Asset ID: |
1-71-1004100.1 |
Update Date: | 2012-07-30 |
Keywords: | |
Solution Type
Technical Instruction Sure
Solution
1004100.1
:
Oracle Cluster 3.x: Rolling firmware update on SCSI JBOD disk with Solaris Volume Manager and root disk
Related Items |
- Sun Storage D1000 Array
- Sun Storage D2 Array
- Solaris Cluster
- Solstice DiskSuite Software
|
Related Categories |
- PLA-Support>Sun Systems>DISK>Sun Cluster>SN-DK: Cluster
|
PreviouslyPublishedAs
205707
Applies to:
Solaris Cluster - Version 3.0 and later
Sun Storage D2 Array - Version Not Applicable and later
Sun Storage D1000 Array - Version Not Applicable and later
Solstice DiskSuite Software - Version 2.0.1 and later
All Platforms
Goal
This Technical Instruction explains how to do a rolling disk firmware update with minimum downtime in Oracle Cluster using Solaris Volume Manager. This disk could be the local disk (root/mirror) on the nodes or a external shared SCSI JBOD disk.
Fix
There are two different approaches to do the firmware update, one for shared SCSI JBOD disks and one for cluster node disks (root/mirror).

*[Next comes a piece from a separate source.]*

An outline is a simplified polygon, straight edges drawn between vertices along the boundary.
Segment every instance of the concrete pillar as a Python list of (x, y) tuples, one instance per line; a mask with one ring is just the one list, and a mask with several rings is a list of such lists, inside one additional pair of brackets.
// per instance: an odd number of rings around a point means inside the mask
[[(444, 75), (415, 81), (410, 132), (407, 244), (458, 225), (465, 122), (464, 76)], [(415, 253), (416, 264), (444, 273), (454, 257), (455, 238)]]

The following procedure assumes that:
1) All metadevices (local and in disksets) are in the "Okay" state, all submirrores are attached and no resyncing of any metadevice is still in progress!
2) Your /etc/lvm/md.tab is current - compare output of "metastat -p" with the entries in /etc/lvm/md.tab. If they are missing or not up to date then run:
# metastat -p >> /etc/lvm/md.tab
and for the disksets:
# metastat -s <setname> -p >> /etc/lvm/md.tab
Note: If you run an "explorer" all this info is saved in the output file!
3) Both cluster nodes are members and this will not change during the procedure.
4) The cluster 'did' namespace is current with no mismatches.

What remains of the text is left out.